After following Yang’s presidential campaign, it is evident that UBI could benefit the American people although I remain cynical as to the feasibility after reading about the lengths at which the uber-wealthy are willing to go to evade taxes in The Laundromat [5] and how disingenuous big banks are willing to be to enhance their profits in Rocket Boys [6]. Harari brings up an even more daunting point: even if wealthy Americans do choose to help the middle-class, it is irrational to believe that Americans will accept the burden of supporting countries that depend upon the US for a majority of their income once it is economically viable to automate their services [1]. Let’s say Harari is wrong, and Americans decide to assist these countries, the definition of “Universal” and “Basic” will be critical in the coming decades and I can only hope policymakers emphasize the well-being of humanity over GDP.

If a New York Times bestselling author and a tech entrepreneur audaciously running for president are not enough to convince people that automation should be a primary concern of politicians, I am not sure if there is really anything of value I can add to the party. But I decided to take a shot anyway and see if I could better understand the extent to which income stratification exists in the US today. Before we dive into my study, I would like to mention that Bain & Company already wrote a rigorous 68-page report in 2017 on this topic [7]. Below are a few key excerpts from the report:

  • Analytical, administrative or clerical service sector jobs with highly repetitive or rule-based tasks are surprisingly easy to automate. Law firms already are deploying algorithms to scan legal documents in lieu of highly educated and highly paid junior lawyers. Hedge funds have been developing machine learning systems that perform the work of thousands of analysts at inhumanly fast speeds.
  • Our base-case scenario, in which automation displaces 20% to 25% of US workers by 2030, will hit the lowest end the hardest. Workers currently making between $30,000 and $60,000 per year are likely to experience the greatest disruption from automation: up to 30% could be displaced, and many will suffer depressed wage growth.

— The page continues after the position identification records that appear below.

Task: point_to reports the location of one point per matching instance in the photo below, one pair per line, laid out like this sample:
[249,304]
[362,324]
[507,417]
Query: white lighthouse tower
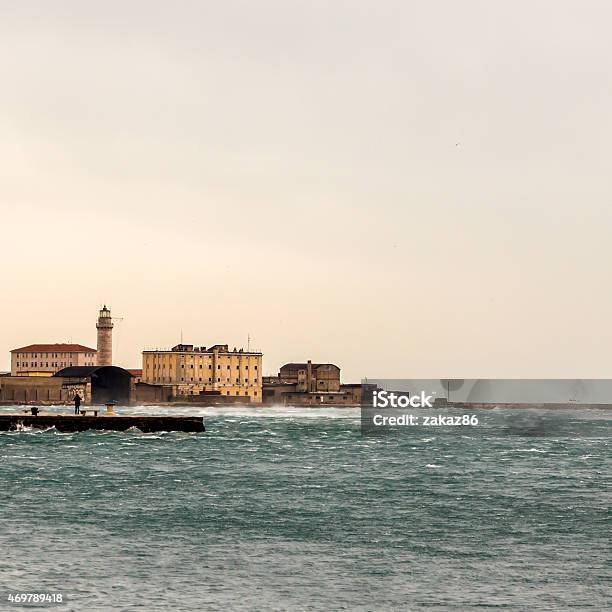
[105,337]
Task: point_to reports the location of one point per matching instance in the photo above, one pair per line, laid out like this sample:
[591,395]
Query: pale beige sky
[406,189]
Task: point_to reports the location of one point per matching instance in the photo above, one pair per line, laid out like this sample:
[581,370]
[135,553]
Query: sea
[294,509]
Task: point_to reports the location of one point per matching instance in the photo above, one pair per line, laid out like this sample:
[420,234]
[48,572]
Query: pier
[72,423]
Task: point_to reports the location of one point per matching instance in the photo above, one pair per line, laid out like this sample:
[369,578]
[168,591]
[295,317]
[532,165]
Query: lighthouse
[105,337]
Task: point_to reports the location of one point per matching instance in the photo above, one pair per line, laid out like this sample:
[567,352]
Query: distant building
[310,384]
[137,375]
[47,359]
[199,371]
[310,377]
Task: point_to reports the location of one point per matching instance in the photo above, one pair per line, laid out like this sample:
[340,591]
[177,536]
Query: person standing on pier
[77,404]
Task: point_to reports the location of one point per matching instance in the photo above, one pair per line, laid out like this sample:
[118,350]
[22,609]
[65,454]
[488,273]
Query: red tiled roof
[54,348]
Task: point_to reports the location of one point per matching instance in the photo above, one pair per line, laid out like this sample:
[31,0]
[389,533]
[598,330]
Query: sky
[406,189]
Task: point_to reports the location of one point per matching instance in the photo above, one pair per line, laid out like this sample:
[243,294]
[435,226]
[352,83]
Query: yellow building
[195,370]
[47,359]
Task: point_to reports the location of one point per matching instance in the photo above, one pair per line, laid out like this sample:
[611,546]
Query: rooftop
[304,366]
[54,348]
[190,348]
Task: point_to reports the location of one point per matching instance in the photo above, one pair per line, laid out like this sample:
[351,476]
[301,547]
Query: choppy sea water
[293,509]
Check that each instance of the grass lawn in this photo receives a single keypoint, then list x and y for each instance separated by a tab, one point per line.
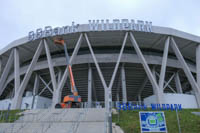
12	116
190	123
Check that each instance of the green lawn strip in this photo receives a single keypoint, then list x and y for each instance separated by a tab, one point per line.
12	116
190	123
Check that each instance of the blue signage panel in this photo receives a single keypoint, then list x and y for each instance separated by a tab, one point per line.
152	122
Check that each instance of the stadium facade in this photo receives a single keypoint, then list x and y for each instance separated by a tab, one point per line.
121	60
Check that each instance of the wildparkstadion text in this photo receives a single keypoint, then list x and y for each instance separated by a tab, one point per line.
130	106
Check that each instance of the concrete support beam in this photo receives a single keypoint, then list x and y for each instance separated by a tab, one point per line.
94	89
178	83
16	101
51	68
6	71
89	86
167	83
187	71
139	100
159	93
141	88
164	64
16	69
46	85
0	66
154	75
123	77
198	63
118	88
59	75
35	89
57	93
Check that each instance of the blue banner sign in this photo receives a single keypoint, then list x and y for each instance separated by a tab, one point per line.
158	107
152	122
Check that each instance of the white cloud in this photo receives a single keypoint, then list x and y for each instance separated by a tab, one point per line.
18	17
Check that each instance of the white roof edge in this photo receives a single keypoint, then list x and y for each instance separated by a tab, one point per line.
84	28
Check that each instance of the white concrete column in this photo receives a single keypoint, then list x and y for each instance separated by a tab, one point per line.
6	71
16	69
178	83
123	77
198	63
154	75
187	71
0	66
89	86
159	93
35	89
139	99
17	100
164	65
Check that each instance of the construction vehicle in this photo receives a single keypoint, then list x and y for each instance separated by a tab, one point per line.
74	100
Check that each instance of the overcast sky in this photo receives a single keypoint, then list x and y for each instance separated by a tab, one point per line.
18	17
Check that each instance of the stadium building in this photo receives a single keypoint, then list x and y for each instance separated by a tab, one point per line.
120	60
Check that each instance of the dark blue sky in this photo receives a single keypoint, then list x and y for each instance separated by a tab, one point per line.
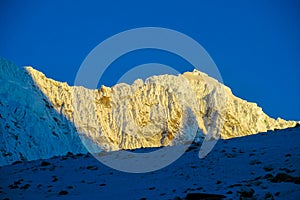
255	44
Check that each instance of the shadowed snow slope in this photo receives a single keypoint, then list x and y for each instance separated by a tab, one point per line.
262	166
41	117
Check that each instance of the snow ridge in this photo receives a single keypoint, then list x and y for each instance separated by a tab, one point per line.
41	117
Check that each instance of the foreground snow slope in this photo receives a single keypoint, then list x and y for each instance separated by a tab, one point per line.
262	166
41	117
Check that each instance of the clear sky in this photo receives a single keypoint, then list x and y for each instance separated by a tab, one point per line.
255	44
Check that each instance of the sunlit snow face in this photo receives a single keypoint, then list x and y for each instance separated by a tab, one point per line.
160	111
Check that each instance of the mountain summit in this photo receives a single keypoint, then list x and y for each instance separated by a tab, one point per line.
41	117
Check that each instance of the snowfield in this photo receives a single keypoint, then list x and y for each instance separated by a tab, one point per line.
262	166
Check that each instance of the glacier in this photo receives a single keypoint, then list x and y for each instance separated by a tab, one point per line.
42	118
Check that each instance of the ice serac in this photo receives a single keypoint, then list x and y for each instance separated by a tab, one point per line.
41	117
30	128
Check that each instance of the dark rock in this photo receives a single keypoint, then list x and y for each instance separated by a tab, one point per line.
268	176
45	163
24	187
269	196
282	177
246	192
63	192
16	162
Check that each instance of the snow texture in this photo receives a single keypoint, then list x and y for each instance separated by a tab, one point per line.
42	118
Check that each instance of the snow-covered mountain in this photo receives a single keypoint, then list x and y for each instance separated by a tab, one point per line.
41	117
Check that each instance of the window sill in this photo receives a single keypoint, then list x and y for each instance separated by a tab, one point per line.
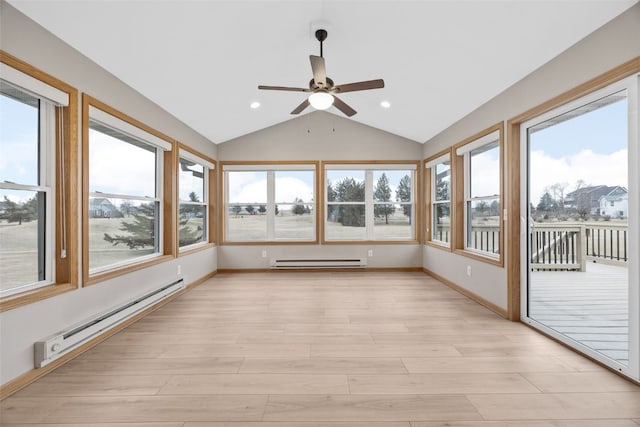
480	257
119	271
28	297
270	242
194	248
370	242
438	245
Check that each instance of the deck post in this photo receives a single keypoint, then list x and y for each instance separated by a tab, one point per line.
581	248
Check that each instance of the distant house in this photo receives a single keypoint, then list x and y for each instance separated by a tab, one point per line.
615	204
100	207
587	200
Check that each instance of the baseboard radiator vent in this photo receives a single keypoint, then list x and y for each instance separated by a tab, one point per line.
318	263
55	346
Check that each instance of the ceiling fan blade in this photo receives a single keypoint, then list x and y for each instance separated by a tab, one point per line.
340	105
290	89
301	107
319	71
352	87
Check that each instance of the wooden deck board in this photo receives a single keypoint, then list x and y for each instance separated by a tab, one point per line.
590	307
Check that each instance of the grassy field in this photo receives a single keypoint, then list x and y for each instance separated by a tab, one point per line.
253	227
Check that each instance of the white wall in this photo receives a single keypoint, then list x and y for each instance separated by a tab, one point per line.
21	327
320	136
606	48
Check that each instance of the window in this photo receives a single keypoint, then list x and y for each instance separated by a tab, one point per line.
439	170
193	195
124	209
369	202
481	176
270	202
34	226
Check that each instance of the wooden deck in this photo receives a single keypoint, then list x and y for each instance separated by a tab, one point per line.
590	307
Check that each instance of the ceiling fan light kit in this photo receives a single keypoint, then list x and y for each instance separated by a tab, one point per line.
322	88
321	100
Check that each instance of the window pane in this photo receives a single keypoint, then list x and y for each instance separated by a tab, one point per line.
192	224
441	222
483	228
119	167
395	225
294	186
22	251
19	138
295	222
191	181
346	222
246	222
121	230
345	186
442	181
247	187
485	170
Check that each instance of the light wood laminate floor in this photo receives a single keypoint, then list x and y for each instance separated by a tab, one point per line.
326	350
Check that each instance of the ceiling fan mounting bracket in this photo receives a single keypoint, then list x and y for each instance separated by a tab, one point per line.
321	35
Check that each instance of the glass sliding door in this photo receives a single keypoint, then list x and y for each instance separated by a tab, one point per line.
580	208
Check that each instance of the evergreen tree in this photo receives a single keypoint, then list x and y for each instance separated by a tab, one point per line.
298	208
403	194
349	190
382	193
141	232
547	204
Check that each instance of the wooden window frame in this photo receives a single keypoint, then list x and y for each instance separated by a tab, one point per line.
167	199
66	202
428	184
513	155
459	198
222	192
210	206
416	202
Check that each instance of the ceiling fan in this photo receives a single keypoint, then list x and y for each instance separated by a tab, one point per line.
322	88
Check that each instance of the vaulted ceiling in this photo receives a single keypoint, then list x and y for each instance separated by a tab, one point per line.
203	60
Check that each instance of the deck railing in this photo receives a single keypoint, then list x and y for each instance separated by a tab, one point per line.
569	247
607	242
556	247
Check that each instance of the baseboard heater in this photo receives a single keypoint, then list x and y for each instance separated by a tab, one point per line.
318	263
55	346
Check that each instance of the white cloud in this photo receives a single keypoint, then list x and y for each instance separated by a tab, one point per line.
592	168
251	187
125	169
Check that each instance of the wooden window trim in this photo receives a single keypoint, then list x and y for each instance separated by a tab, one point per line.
66	165
222	202
513	148
416	202
169	182
428	241
459	198
211	204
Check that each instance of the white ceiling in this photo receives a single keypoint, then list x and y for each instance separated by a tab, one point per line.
202	60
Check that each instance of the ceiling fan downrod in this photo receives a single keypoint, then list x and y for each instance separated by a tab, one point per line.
321	35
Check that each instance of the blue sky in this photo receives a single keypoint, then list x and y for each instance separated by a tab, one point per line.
591	147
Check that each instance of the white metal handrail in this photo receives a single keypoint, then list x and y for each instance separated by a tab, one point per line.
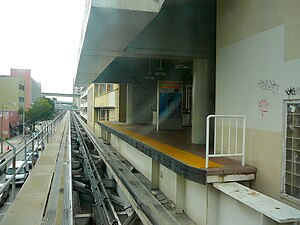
232	134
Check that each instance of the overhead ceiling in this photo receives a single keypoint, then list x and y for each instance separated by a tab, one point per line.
118	43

We expect automation to have a lesser impact on those with incomes between $60,000 and $120,000 a year and the least negative impact on those earning more than $120,000.

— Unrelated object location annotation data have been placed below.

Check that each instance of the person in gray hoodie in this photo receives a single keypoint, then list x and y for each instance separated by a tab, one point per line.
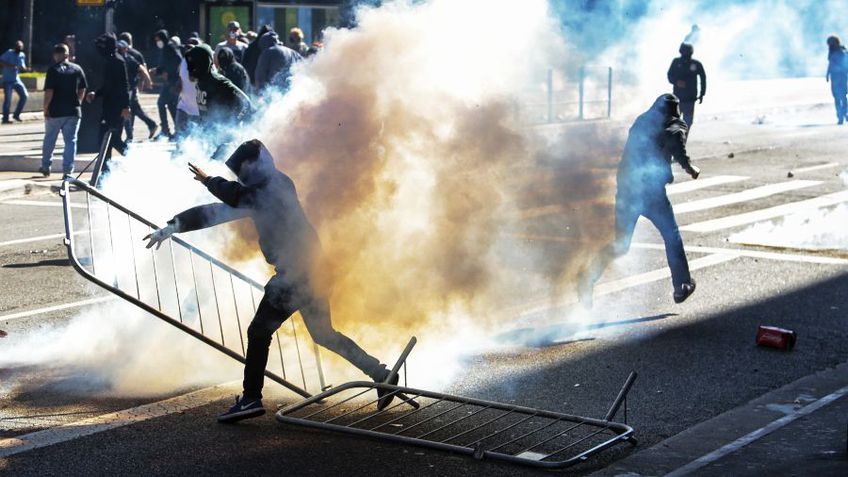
275	62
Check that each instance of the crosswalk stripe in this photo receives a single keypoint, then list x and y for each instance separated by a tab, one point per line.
743	196
766	214
689	186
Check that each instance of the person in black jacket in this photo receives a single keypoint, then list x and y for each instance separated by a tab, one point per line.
837	74
232	70
656	138
289	243
115	91
168	67
251	54
218	99
684	74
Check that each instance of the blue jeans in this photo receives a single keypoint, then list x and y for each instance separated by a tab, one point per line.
19	88
68	125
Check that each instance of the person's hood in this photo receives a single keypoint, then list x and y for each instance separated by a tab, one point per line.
268	40
252	163
199	61
106	44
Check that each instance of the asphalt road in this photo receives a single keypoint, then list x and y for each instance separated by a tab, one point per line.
695	360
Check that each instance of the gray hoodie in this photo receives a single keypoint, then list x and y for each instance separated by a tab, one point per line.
275	61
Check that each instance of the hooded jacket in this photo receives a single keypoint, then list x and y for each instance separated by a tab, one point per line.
114	88
275	61
287	239
251	54
217	97
657	137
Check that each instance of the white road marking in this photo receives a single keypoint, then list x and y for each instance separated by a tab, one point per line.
50	309
785	257
815	168
689	186
766	214
759	433
41	204
743	196
85	427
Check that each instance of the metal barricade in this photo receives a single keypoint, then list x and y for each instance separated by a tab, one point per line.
181	285
475	427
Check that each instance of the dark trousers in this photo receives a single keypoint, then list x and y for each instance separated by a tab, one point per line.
839	89
655	207
137	111
687	110
278	304
166	103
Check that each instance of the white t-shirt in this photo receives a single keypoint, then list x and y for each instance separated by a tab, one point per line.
188	92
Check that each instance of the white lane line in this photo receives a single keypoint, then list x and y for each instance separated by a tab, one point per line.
50	309
759	433
786	257
32	239
607	288
766	214
41	204
85	427
691	185
743	196
816	168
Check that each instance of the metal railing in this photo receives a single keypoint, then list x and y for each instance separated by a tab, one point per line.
474	427
181	285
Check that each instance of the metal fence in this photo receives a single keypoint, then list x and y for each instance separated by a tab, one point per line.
567	96
180	284
474	427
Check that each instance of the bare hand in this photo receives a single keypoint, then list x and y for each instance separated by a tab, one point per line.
199	174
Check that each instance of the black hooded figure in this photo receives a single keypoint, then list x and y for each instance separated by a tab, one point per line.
289	243
657	137
684	73
218	99
115	91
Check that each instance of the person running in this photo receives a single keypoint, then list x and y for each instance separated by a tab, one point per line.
13	61
837	74
64	90
657	137
289	243
115	91
684	73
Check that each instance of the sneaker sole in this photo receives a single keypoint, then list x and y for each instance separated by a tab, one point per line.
239	416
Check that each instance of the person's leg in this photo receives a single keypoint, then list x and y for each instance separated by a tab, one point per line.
7	100
51	132
687	110
316	316
22	98
70	128
661	214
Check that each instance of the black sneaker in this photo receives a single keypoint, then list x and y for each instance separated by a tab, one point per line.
685	290
244	408
386	397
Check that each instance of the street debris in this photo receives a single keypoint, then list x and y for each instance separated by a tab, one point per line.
774	337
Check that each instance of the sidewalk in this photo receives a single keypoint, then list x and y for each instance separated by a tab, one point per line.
799	429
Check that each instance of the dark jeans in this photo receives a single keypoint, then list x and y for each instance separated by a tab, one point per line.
281	300
167	102
687	110
137	111
654	206
839	89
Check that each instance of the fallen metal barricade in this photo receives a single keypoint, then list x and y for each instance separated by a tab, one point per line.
475	427
181	285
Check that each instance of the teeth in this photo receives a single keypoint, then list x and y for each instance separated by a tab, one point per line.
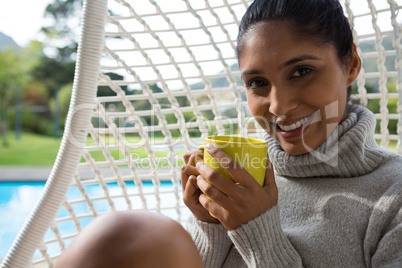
294	125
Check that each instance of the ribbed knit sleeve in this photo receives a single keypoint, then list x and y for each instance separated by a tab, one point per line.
262	243
212	241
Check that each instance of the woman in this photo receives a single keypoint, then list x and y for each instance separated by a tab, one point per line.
339	195
335	199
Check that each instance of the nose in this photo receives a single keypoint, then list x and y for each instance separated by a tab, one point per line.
281	101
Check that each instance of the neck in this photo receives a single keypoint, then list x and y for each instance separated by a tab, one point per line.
349	151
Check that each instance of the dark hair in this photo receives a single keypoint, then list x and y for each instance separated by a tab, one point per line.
321	20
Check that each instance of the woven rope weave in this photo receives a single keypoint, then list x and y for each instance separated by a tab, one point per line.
168	78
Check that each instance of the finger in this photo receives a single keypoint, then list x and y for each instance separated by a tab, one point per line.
190	168
212	207
183	177
239	174
269	175
186	156
223	184
191	187
212	192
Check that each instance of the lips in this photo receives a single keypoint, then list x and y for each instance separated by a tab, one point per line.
294	125
295	129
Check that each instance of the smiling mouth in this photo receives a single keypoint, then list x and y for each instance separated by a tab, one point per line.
295	125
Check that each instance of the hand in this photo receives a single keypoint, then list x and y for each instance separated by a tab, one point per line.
234	204
191	192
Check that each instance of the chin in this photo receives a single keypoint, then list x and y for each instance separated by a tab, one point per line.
294	150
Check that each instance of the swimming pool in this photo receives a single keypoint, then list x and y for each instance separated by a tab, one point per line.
18	198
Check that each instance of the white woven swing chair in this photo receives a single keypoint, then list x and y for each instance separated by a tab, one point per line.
167	78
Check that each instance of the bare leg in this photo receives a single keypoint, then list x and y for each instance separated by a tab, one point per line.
131	239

  • By 2030, employers will need 20% to 25% fewer workers, equivalent to 30 million to 40 million jobs in the US. To put these numbers in context, during the Great Recession, US employment fell rapidly from its peak in January 2008 to its trough in February 2010 by nearly 9 million jobs, or 6.3% of total employment.
  • By 2030, we estimate that operating costs at an industry level could decline by as much as 10% to 15%. Under those conditions, increased profitability would largely flow to owners of capital and further reduce the share of national income allocated to labor.

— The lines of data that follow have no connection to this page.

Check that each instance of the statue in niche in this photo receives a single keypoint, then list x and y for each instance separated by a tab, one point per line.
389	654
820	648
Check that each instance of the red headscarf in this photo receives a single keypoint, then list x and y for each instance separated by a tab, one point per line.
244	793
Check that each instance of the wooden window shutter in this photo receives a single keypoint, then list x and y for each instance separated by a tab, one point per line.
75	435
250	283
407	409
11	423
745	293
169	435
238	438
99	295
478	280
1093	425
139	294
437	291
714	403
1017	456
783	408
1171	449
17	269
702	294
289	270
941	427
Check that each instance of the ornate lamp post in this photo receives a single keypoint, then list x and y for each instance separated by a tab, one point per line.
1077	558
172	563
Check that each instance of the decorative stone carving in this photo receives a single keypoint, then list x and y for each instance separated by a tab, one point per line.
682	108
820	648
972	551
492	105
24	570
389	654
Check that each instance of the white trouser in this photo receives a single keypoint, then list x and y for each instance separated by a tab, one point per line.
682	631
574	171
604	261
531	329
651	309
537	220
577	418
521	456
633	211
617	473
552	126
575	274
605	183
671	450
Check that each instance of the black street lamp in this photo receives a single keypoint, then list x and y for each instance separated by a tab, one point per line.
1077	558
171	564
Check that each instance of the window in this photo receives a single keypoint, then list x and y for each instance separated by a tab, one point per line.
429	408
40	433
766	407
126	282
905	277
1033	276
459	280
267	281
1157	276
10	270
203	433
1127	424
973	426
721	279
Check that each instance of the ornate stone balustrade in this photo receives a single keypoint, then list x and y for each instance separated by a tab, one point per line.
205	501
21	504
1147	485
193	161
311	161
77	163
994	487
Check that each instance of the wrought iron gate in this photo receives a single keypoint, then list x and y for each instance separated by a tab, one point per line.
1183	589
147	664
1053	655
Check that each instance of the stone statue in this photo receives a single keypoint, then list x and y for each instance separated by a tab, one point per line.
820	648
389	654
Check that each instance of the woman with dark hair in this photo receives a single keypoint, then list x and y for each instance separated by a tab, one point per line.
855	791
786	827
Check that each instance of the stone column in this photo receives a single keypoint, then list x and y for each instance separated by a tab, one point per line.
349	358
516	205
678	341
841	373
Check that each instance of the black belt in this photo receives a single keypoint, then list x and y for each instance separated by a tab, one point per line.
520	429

  • Rapid deployment of automation technologies is likely to exceed the pace at which economies can reabsorb and redeploy the millions of workers who may lose their jobs to automation.
  • Across geographies, the decline in manufacturing costs due to the next level of industrial automation is likely to negatively impact large exporters that compete based on lower labor costs.
  • Our analysis does not take into account additional third-order effects such as the introduction of new job categories. However, given the magnitude of disruption in our base-case scenario, we do not believe new job categories will temper the degree of labor force disruption in the 2020s.
  • We acknowledge a material risk that social and governmental resistance delay extensive adoption of automation technologies. It is impossible to handicap that risk as the response across different countries is unlikely to be uniform. However, we believe that our base-case scenario of rapid deployment is more likely.